Sony fails to get Experience Hendrix lawsuit thrown out of UK court

A UK judge has said that a dispute over the rights in the Jimi Hendrix Experience catalogue can proceed to trial - the estates of two of Hendrix’s former bandmates, Mitch Mitchell and Noel Redding, claim they are due royalties from those recordings

Sony fails to get Experience Hendrix lawsuit thrown out of UK court

A judge has ruled that a lawsuit filed against Sony Music by the estates of Noel Redding and Mitch Mitchell - two thirds of the Jimi Hendrix Experience - can proceed to trial. 

Both the major label and the Jimi Hendrix estate, via the Experience Hendrix company, have argued that the dispute should be fought in the New York courts. However, those arguments, and an attempt by Sony to get the case dismissed, have failed. 

"Sony Music has failed in its latest attempt to prevent the estates of Noel Redding and Mitch Mitchell pursuing their claims for infringement of copyright and performers’ rights to trial", a statement from the estates yesterday declared. 

The Redding and Mitchell estates - through UK-based companies - claim that they control rights in relation to the Jimi Hendrix Experience recordings catalogue. These rights, they claim, are being infringed by Experience Hendrix and its distribution partner Sony. 

For their part, Experience Hendrix and Sony argue that, after Hendrix’s death in 1970, both Redding and Mitchell signed agreements giving up any claims to rights and royalties stemming from the Jimi Hendrix Experience in return for “significant monetary consideration”. And in January 2022, Experience Hendrix and Sony filed legal papers with the New York courts seeking confirmation that those agreements are still in force. 

The Redding and Mitchell estates then filed their lawsuits in the UK. Sony said that litigation should be paused pending the case in New York. But reps for the Redding and Mitchell estates countered that their dispute with the major related to rights under UK copyright law, and was mainly concerned with the digital exploitation of the Hendrix recordings which, they reckon, falls outside the scope of the 1970s agreements.

Sony's attempts to get the UK case paused failed, and instead the New York court paused the US case pending the outcome of the London dispute. The major had one more go at getting the UK lawsuit thrown out of court at a two day hearing last October. But that didn't work and the whole thing should now get to trial in the London courts next year. 

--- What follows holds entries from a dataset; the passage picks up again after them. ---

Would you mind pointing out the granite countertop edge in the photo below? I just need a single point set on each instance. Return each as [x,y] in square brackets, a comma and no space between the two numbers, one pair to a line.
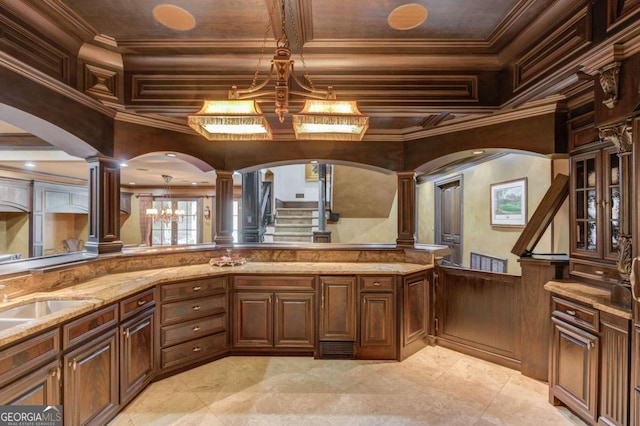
[107,289]
[596,297]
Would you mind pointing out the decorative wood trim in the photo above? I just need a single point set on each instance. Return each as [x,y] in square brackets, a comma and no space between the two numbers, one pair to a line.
[562,42]
[17,39]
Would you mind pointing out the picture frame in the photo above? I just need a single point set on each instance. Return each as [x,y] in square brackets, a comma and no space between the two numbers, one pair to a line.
[509,203]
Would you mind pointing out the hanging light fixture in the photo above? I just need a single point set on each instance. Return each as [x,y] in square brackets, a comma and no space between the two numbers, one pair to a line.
[240,117]
[166,215]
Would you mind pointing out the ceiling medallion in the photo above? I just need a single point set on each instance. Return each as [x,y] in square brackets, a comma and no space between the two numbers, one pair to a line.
[174,17]
[407,17]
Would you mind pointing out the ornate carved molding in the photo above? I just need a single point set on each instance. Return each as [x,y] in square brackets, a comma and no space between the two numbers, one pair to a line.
[609,83]
[620,136]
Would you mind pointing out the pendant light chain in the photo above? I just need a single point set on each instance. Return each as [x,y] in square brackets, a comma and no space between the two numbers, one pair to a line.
[306,74]
[264,44]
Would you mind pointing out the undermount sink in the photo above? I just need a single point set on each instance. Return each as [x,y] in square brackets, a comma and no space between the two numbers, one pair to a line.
[33,310]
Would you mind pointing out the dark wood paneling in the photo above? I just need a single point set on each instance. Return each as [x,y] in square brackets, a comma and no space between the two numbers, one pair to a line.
[294,324]
[480,311]
[337,308]
[91,393]
[253,320]
[614,369]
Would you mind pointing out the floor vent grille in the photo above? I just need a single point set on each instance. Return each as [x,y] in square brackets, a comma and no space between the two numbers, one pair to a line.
[337,350]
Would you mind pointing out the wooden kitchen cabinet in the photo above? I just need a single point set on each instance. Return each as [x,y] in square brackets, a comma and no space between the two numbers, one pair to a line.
[193,322]
[91,392]
[279,317]
[377,325]
[137,365]
[595,213]
[337,308]
[589,367]
[40,387]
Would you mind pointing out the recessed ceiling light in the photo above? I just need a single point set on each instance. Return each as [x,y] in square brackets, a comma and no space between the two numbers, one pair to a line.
[407,16]
[174,17]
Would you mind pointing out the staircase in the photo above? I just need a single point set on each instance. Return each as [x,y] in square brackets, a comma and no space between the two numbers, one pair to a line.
[293,225]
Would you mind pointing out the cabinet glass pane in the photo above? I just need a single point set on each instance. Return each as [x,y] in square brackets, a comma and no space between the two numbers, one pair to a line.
[591,204]
[580,175]
[591,235]
[591,172]
[580,203]
[581,235]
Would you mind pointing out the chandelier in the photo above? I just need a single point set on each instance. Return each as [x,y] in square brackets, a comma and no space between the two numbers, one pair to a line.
[166,215]
[239,117]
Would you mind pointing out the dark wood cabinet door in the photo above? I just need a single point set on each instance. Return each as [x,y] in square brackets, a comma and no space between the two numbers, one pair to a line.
[42,387]
[573,377]
[377,326]
[415,305]
[91,382]
[614,369]
[253,320]
[137,357]
[337,308]
[294,320]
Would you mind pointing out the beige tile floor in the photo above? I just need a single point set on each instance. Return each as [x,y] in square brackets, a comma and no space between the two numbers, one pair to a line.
[436,386]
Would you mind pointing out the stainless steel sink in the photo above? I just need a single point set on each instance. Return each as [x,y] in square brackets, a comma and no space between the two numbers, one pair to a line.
[37,309]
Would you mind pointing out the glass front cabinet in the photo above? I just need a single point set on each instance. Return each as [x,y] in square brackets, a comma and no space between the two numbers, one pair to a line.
[595,213]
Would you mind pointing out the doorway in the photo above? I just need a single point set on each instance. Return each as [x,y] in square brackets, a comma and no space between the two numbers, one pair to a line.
[448,217]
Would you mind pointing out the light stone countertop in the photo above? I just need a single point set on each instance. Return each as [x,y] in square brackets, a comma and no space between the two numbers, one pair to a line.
[110,288]
[596,297]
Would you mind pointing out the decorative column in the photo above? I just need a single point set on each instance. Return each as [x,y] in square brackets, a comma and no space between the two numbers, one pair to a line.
[251,220]
[406,209]
[224,208]
[321,235]
[620,136]
[104,206]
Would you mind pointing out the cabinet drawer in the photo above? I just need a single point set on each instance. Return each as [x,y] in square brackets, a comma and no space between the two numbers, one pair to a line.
[183,353]
[89,326]
[576,314]
[193,288]
[136,303]
[377,283]
[273,283]
[594,271]
[172,334]
[193,308]
[17,359]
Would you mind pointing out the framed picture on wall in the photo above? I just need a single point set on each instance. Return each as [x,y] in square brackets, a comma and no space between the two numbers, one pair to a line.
[509,203]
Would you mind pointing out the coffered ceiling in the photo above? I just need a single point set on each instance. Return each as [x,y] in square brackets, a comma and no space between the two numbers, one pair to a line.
[458,60]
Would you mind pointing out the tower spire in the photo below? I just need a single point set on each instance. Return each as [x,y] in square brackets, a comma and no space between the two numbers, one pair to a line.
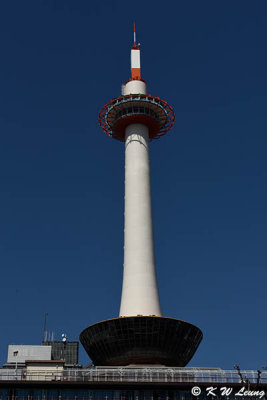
[134,36]
[135,60]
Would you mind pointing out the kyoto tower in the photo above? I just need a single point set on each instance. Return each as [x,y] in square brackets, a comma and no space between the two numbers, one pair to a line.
[141,335]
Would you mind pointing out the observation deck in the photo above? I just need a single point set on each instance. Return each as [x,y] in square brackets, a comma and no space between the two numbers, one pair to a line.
[145,109]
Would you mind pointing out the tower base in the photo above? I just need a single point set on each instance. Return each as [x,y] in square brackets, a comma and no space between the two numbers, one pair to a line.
[141,340]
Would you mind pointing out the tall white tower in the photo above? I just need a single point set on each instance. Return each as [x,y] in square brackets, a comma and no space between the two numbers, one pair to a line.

Lawrence Abramson of Keystone Law, who represented the estates, says he hopes that this will be an opportunity to “obtain some justice for the families of Noel and Mitch”.

“No one is denying that Jimi Hendrix was one of, if not, the greatest guitarist of all time”, he goes on. “But he didn’t make his recordings alone, and they could not have achieved any success without the contributions of Noel and Mitch".